29.5.06

Cleptomaníaca de corações

Eu estava na sua mira havia já 2 anos. Apareceu-me, pela primeira vez, numa festa. E me foi logo apresentada pelos nossos amigos em comum. Confesso que, à primeira vista, a sua beleza física me atraiu, mas nada tão forte que me fizesse correr atrás dela, ou trocar a eternidade ou coisas assim para te-la. Fui indiferente à situação. Em meio a conversa fui surpreendido. Ela sabia muita coisa da minha vida para uma, até então, desconhecida. Justificou-me pelo acesso a internet e dizendo que a internet no tira privacidade e, algumas vezes até os segredos. Eu, como usuário assíduo da grande rede, engoli tal justificativa e continuei a nossa prosa.

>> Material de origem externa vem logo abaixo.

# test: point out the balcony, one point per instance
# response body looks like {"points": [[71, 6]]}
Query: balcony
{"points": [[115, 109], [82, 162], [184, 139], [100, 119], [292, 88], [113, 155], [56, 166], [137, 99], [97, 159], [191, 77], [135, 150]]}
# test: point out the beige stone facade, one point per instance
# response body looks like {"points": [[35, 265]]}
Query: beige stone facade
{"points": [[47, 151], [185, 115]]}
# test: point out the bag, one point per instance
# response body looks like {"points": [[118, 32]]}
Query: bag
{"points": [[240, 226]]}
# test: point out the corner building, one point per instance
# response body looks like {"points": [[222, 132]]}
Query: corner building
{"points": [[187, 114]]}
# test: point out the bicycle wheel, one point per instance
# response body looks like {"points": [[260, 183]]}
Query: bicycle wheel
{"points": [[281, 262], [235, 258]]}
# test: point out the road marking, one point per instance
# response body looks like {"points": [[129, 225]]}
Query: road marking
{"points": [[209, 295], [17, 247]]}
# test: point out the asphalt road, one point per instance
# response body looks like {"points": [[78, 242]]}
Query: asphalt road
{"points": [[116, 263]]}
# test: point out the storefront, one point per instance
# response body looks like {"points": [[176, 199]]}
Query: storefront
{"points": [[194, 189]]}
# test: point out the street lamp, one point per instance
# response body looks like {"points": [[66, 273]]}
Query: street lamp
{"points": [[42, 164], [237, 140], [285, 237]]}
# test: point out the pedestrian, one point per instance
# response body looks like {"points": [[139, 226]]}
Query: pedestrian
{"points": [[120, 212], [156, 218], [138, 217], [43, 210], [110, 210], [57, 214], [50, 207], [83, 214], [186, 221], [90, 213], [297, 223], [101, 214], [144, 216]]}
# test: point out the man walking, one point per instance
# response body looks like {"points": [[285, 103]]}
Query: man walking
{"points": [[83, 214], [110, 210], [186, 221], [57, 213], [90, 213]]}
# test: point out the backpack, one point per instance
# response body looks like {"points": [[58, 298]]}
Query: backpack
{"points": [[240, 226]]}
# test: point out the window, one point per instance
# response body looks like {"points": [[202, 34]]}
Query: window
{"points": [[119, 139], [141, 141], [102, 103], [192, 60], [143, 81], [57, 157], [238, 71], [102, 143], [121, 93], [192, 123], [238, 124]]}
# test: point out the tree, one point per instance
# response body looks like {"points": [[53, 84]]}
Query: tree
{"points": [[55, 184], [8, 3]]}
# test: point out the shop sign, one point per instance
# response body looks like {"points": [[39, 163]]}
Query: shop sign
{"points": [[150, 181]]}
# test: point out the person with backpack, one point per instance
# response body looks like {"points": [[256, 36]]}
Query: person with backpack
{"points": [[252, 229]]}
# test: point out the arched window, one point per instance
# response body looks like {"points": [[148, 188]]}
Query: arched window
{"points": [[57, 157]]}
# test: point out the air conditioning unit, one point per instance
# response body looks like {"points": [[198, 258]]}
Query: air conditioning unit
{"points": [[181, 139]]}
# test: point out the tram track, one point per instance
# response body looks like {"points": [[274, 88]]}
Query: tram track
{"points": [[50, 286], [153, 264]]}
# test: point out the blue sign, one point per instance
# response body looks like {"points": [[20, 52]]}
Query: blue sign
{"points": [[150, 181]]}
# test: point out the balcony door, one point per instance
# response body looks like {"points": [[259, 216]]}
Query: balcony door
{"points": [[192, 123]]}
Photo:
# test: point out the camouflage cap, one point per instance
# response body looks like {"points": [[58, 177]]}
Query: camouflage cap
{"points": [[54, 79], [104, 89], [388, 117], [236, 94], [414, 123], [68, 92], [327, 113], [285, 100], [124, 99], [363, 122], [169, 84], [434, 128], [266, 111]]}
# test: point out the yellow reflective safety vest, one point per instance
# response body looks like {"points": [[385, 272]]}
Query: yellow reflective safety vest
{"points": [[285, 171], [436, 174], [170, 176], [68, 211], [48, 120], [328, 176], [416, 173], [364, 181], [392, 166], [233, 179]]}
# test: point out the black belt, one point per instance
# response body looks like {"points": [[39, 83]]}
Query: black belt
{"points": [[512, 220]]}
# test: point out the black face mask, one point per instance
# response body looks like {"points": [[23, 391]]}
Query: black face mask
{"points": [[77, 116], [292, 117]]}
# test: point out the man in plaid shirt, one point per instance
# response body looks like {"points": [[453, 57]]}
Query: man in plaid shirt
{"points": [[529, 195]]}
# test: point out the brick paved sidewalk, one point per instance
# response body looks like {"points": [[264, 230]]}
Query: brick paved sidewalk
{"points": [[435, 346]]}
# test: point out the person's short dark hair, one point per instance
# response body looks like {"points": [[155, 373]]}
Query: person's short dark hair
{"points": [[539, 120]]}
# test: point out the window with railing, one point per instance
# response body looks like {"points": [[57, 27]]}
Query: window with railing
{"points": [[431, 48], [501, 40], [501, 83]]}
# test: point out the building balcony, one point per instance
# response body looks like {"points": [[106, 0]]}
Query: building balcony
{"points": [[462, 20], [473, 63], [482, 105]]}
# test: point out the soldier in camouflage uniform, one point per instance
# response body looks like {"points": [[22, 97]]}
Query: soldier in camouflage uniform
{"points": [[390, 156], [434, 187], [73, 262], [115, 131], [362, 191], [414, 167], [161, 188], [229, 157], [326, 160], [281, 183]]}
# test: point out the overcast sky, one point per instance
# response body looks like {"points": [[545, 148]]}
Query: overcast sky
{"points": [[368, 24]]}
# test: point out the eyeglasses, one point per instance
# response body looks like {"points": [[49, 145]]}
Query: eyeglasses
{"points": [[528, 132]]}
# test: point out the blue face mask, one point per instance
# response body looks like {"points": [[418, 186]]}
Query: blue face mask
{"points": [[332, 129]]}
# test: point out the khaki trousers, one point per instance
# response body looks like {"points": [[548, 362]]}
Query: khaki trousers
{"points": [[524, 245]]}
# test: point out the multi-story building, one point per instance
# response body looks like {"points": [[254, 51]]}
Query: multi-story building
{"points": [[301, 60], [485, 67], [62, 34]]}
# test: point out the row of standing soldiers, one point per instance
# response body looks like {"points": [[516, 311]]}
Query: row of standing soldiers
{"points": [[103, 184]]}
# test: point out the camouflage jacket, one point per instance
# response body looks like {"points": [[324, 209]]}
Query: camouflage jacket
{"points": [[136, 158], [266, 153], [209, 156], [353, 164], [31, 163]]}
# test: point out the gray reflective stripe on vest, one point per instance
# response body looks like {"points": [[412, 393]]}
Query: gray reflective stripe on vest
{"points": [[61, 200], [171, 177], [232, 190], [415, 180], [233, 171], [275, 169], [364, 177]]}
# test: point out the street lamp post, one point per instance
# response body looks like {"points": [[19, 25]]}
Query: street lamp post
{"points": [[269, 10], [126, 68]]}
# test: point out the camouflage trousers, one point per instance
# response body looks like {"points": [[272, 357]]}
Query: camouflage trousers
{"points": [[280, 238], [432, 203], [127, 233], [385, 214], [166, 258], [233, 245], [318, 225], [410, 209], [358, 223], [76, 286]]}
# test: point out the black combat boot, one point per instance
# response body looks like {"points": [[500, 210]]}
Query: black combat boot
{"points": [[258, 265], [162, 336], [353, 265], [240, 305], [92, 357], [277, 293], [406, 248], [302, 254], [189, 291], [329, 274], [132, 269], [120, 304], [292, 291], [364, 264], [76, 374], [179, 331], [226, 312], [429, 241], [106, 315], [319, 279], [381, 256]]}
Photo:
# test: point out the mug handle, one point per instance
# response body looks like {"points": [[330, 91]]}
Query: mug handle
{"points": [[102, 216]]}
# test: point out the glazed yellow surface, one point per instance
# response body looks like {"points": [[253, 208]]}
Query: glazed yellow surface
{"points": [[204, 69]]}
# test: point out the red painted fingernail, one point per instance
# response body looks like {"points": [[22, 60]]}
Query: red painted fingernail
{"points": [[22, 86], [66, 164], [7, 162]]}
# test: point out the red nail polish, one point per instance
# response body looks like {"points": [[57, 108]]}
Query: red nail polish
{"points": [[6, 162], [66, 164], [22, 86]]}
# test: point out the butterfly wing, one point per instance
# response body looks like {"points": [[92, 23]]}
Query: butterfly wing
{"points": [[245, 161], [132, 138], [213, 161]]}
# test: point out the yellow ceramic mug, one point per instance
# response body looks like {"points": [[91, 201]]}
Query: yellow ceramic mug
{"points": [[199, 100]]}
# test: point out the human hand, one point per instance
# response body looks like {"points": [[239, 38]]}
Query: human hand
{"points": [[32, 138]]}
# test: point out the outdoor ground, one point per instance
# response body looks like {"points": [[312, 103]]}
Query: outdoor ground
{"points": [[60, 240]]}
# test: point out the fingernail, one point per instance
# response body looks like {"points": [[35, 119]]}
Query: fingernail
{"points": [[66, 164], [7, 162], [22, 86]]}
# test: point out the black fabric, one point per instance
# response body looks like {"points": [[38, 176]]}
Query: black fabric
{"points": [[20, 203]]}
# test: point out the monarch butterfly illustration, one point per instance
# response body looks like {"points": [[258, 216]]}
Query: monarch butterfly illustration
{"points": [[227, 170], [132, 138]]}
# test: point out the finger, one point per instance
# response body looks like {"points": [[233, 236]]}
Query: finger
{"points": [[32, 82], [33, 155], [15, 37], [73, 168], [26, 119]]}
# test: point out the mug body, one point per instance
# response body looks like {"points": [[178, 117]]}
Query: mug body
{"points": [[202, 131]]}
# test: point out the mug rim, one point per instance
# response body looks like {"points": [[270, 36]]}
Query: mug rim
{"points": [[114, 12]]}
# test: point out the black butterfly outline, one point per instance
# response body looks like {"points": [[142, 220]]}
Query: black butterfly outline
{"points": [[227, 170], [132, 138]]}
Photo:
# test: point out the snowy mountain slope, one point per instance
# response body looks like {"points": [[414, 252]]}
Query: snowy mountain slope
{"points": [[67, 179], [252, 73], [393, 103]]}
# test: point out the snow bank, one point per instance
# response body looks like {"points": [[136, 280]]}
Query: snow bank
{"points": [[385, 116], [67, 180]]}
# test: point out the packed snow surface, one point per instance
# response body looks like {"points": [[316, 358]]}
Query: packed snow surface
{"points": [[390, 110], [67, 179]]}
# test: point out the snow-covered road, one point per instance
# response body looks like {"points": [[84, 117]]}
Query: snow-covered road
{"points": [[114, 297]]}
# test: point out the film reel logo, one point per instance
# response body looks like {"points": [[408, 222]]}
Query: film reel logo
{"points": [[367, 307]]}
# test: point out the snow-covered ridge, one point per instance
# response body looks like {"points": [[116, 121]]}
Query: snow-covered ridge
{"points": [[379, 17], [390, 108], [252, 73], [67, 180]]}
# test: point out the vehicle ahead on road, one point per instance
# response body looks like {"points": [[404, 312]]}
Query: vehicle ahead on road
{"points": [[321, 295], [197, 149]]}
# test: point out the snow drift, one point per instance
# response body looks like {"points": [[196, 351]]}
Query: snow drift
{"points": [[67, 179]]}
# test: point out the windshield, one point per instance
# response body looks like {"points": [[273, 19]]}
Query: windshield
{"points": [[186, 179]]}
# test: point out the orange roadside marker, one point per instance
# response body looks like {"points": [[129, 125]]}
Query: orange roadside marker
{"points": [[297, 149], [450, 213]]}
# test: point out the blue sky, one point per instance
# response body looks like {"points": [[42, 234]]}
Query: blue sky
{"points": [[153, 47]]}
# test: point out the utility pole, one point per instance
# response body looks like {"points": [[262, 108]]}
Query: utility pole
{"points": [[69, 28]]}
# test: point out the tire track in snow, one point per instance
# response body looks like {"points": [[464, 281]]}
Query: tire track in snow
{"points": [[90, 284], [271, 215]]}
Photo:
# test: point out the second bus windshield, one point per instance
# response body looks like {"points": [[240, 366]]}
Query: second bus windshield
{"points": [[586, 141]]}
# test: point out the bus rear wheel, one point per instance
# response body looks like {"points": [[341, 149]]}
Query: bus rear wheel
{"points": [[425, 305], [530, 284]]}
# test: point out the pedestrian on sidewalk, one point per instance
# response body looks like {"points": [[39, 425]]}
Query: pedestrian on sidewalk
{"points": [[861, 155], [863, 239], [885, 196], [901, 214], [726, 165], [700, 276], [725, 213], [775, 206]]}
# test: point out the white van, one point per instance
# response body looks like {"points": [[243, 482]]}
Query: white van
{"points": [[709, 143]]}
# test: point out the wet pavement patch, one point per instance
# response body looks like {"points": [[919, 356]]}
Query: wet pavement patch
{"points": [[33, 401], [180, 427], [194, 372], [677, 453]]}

Não sabia eu, talvez pela ingenuidade que ela aparentava através daqueles olhos cor de amêndoas, que seus objetivos eram outros. Mais sombrios, eu diria. E talvez esse tenha sido o meu azar, ser escolhido para o cumprimento de tais metas. Com seu jeito sutil, sua inteligência e sagacidade, ela me transformou num alvo fácil. Num coelho sozinho à espreita de um leão faminto. Ia lá eu, conversando e imaginando a minha noite com ela. Como sempre "me garanti" nessas situações, não achei que ela pudesse me oferecer risco, afinal eu sou um jogador nato e conhecia todas as regras e armadilhas daquele jogo de sedução. Mas ela foi mais sagaz. Levou-me através da sua lábia, da sua boca carnuda e daqueles olhos amendoados para o bote.

Foi rápido, simples e certeiro. Num movimento veloz e preciso, como os dos atiradores profissionais, roubou-me o que eu tinha de mais importante, o que nunca antes fora roubado e o que eu imaginei que nunca iriam roubar. Roubou-me o coração. Num beijo ardente que me fez visitar o céu e acreditar em amor por uns instantes. Senti-me paralisado diante daquilo tudo, perdi toda a noção e todo senso de orientação. Fomos ao motel mais próximo e sem titubear, gastei meu dinheiro, meu fogo e minha paixão naquela noite, com direito a uma conversa sobre nossos possíveis filhos e a nossa futura casa, ao amanhecer.

Telefonei ao entardecer do outro dia, com esperanças de que novamente, gozaríamos de uma noite maravilhosa. Ninguém atendeu. E foi assim por cinco dias seguidos, até que ao final do sexto dia a encontrei naquele mesmo bar, conversando com um outro homem e roubando mais um coração para a sua coleção porque, afinal, o meu já era dela.